- Date: Monday, 21 September 1987
- Location: Ballroom, Hyatt on Collins
- Hosted by: Peter Landy
- Winners: Tony Lockett (St Kilda) John Platten (Hawthorn) (20 votes)

Television/radio coverage
- Network: Seven Network

= 1987 Brownlow Medal =

The 1987 Brownlow Medal was the 60th year the award was presented to the player adjudged the fairest and best player during the Victorian Football League (VFL) home-and-away season. Tony Lockett of the St Kilda Football Club and John Platten of the Hawthorn Football Club both won the medal by polling twenty votes during the 1987 VFL season.

The Count was notable for being the first use of the theme from The Untouchables as the winner's theme, which has subsequently been used every year since.

It remains the first and only time a full-forward (Lockett) won the award in the history of the medal.

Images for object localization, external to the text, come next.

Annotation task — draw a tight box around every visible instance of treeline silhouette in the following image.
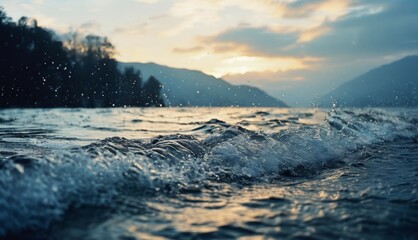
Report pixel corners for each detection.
[0,7,164,108]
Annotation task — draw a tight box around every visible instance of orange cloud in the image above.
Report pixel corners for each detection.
[298,25,330,43]
[210,56,321,77]
[172,46,204,53]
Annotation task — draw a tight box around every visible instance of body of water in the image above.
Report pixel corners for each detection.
[0,108,417,239]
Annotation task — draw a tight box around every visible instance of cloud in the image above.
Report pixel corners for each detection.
[297,26,330,43]
[201,0,418,60]
[210,55,320,78]
[217,56,305,74]
[203,27,298,57]
[172,46,204,53]
[217,27,296,51]
[201,26,329,58]
[282,0,328,18]
[300,0,418,58]
[161,0,349,37]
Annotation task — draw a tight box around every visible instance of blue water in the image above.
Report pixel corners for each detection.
[0,108,417,239]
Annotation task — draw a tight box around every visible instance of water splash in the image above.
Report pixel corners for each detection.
[0,108,417,235]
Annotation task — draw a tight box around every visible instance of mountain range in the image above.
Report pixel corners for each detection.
[121,55,418,108]
[320,56,418,107]
[120,62,287,107]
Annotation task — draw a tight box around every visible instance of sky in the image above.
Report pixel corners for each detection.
[2,0,418,106]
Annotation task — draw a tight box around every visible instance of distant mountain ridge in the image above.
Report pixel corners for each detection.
[320,56,418,107]
[119,62,287,107]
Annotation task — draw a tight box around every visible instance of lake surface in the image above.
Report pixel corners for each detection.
[0,107,417,239]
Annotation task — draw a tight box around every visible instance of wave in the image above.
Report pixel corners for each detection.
[0,109,416,235]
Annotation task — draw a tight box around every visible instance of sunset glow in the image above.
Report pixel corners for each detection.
[2,0,351,75]
[2,0,418,105]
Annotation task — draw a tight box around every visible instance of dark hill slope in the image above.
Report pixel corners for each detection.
[321,56,418,107]
[120,62,287,107]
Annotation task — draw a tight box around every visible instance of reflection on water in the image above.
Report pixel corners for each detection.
[0,108,417,239]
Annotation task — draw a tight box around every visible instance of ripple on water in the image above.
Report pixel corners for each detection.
[0,108,417,239]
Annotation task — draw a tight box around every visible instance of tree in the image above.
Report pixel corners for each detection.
[0,6,165,108]
[0,6,11,24]
[62,33,119,107]
[0,11,69,107]
[143,76,165,107]
[118,67,143,106]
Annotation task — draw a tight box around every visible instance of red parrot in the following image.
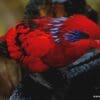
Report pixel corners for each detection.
[4,15,100,73]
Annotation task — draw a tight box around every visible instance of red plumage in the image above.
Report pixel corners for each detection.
[5,15,100,72]
[62,15,100,39]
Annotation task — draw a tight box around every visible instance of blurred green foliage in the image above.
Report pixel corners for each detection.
[0,0,28,35]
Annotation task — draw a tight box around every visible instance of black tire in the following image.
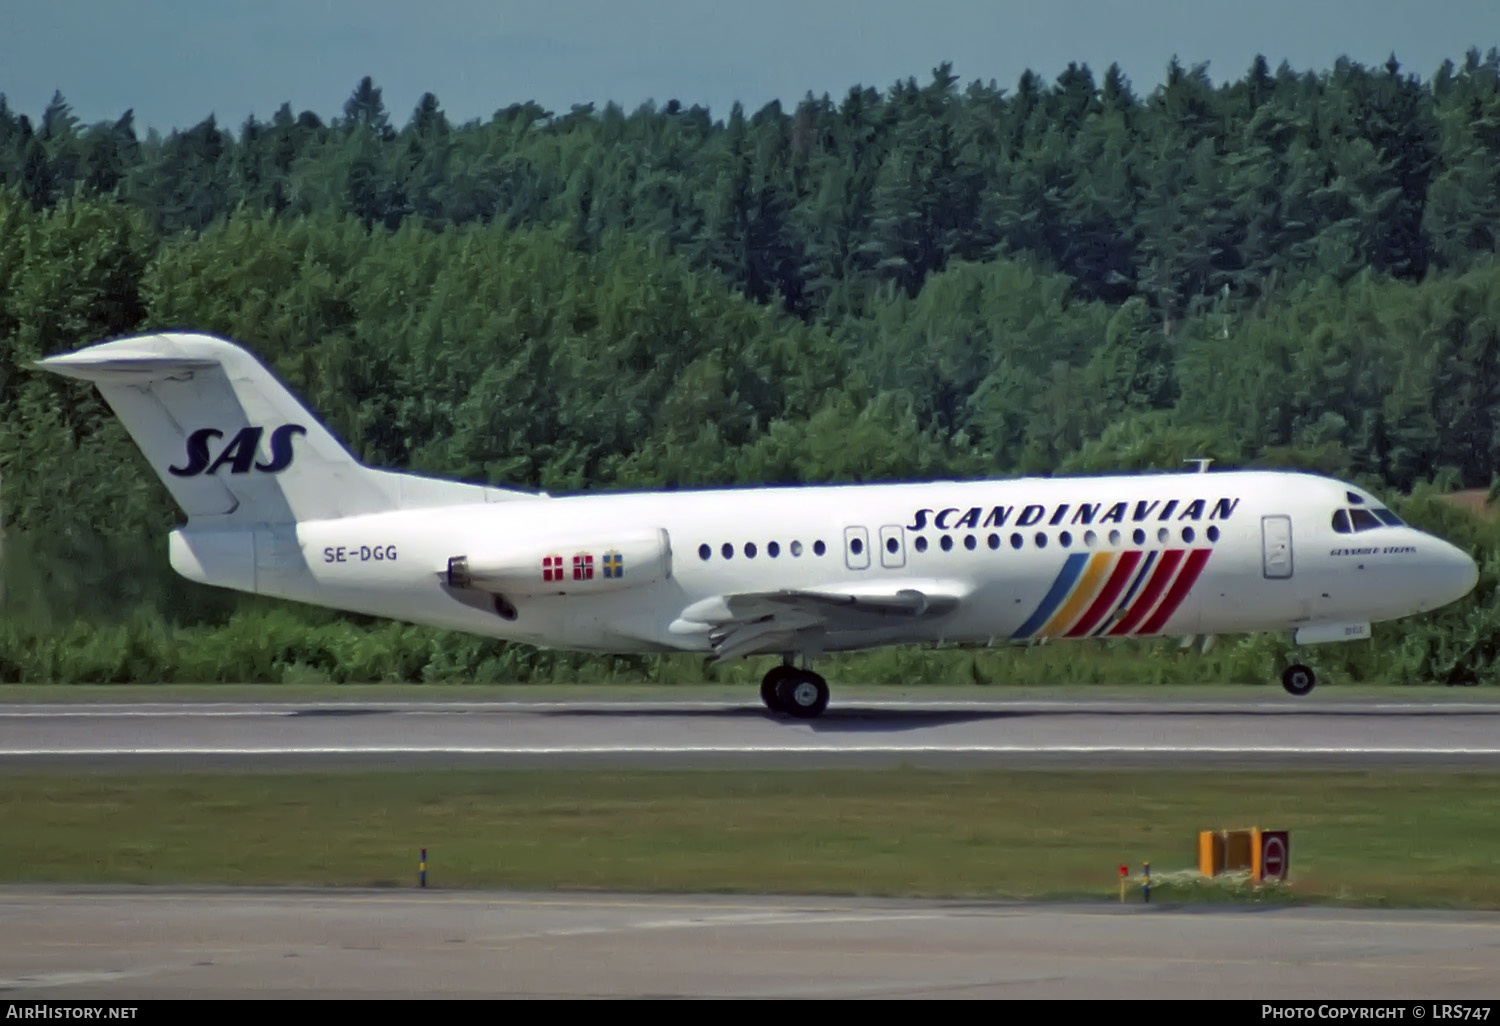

== Leading vote-getters ==

|  | Player | Votes |
| =1st | Tony Lockett (St Kilda) | 20 |
John Platten (Hawthorn)
| =3rd | Paul Meldrum (Carlton) | 15 |
Brian Royal (Footscray)
| =5th | Craig Bradley (Carlton) | 14 |
Michael Tuck (Hawthorn)
Stephen Kernahan (Carlton)
|  | Greg Williams (Sydney)* | 13 |
| =9th | Brian Wilson (Melbourne) | 12 |
Mark Naley (Carlton)

- The player was ineligible to win the medal due to suspension by the VFL Tribunal during the year.